Source: Scientific Reports Published:2024


Abstract

Hepatic osteodystrophy, a prevalent manifestation of metabolic bone disease, can arise in the context of chronic liver disease. The THBS1-eNOS-NO signaling pathway plays a pivotal role in the maturation of osteoclast precursors. This study aimed to investigate the impact of Naltrexone (NTX) on bone loss by examining the THBS1-eNOS-NO signaling pathways in bile duct ligated (BDL) rats. Male Wistar rats were randomly divided into five groups (n = 10 per group): control, sham-operated + normal saline, BDL + normal saline, sham-operated + NTX (10 mg/kg), and BDL + NTX. Parameters related to liver injury were measured at the study's conclusion, and Masson-trichrome staining was employed to evaluate collagen deposition in liver tissue.
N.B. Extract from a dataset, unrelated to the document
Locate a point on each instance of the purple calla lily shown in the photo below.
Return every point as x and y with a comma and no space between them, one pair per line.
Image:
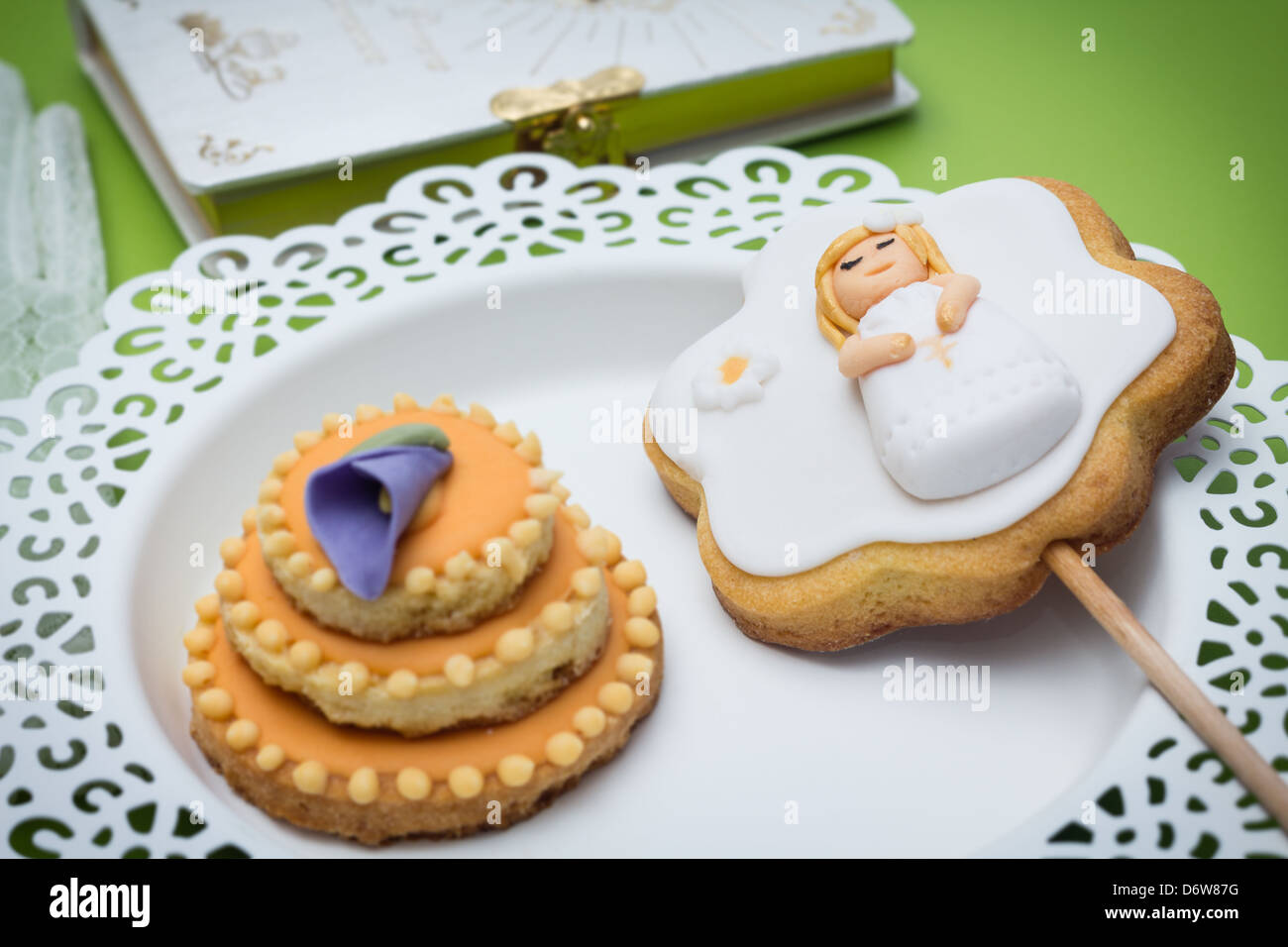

Bone THBS-1 and endothelial nitric oxide synthase (eNOS) expression levels were measured using real-time PCR, while the level of bone nitric oxide (NO) was assessed through a colorimetric assay. NTX treatment significantly attenuated the BDL-induced increase in circulating levels of liver enzymes and bilirubin. THBS-1 expression levels, elevated after BDL, were significantly suppressed following NTX administration in the BDL + NTX group. Despite no alterations in eNOS expression between groups, the bone NO level, significantly decreased in the BDL group, was significantly reduced by NTX in the BDL + NTX group. This study partly provides insights into the possible molecular mechanisms in BDL-induced osteoporosis and highlights the modulating effect of NTX on these pathways. Further research is needed to establish the impact of NTX on histomorphometric indexes. © 2024, The Author(s).